More burning questions:
- Who invented Vichyssoise?
- Who popularized Crème brûlée?
- When did Delmonico steaks and porter house steaks get their names?
- Who invented the egg cream?
- Why is Manhattan clam chowder red and New England clam chowder white?
- What's a black and white? (Hint: Schwartz says it's NOT a cookie. And usually not very tasty.)
- About the Reuben Sandwich -- evidently, it was invented in Omaha in the 1920s, not at Reuben's Restaurant!
- And if you aren't from New York, how important is any of this? (Hint: Schwartz doesn't address this question.)
Occasionally Schwartz, a former restaurant reviewer and writer of several cookbooks, acknowledges home cooking, or at least discusses trends like ethnic bakeries, Korean produce stands, or butcher shops. But he's really fixated on dining out and every aspect of restaurant life, not on food as a life-sustaining force or as a means of creating cohesion among families and social groups. That's just not his topic, which I recognize and respect. Consistently, most of the recipes are based on famous New York restaurant dishes, not on home cooking. By the way: I actually read all the way through this book, including the intros to most of the recipes.
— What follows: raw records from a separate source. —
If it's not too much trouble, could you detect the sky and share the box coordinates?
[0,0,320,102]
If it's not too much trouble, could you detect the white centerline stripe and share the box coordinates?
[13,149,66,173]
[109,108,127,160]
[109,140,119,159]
I bought this book when I came back from a brief visit to New York City last month, because a tour of the Tenement Museum made me wonder about supplying food in such a huge city and about just what the people ate and how the cooked it. I didn't learn much on this topic from Schwartz.
The people who lived in the tiny 3-room apartments on Orchard Street shopped at pushcarts nearby, and cooked as best they could on coal stoves making their small rooms filthy, smoky, and in summer unbearably hot. The building originally had no indoor plumbing of any kind: there were pit toilets and one water tap in the back yard, shared by over 100 people.
Meanwhile, as I learned from Schwartz's book, wealthy people were eating oysters, steaks, fancy desserts, and many interesting luxury foods at restaurants whose names are still quite famous. I'll have to find another book to learn about poor and even lower-middle-class people. The book I read just isn't the book I hoped for, which isn't the author's fault.
This book sounds fun and pretty interesting. I can see why it wasn't the book you were looking for but it also seems like one I'd like. I also appreciated your photos from the tenement museum -- that's a spot I'd like to visit if I get to NYC again.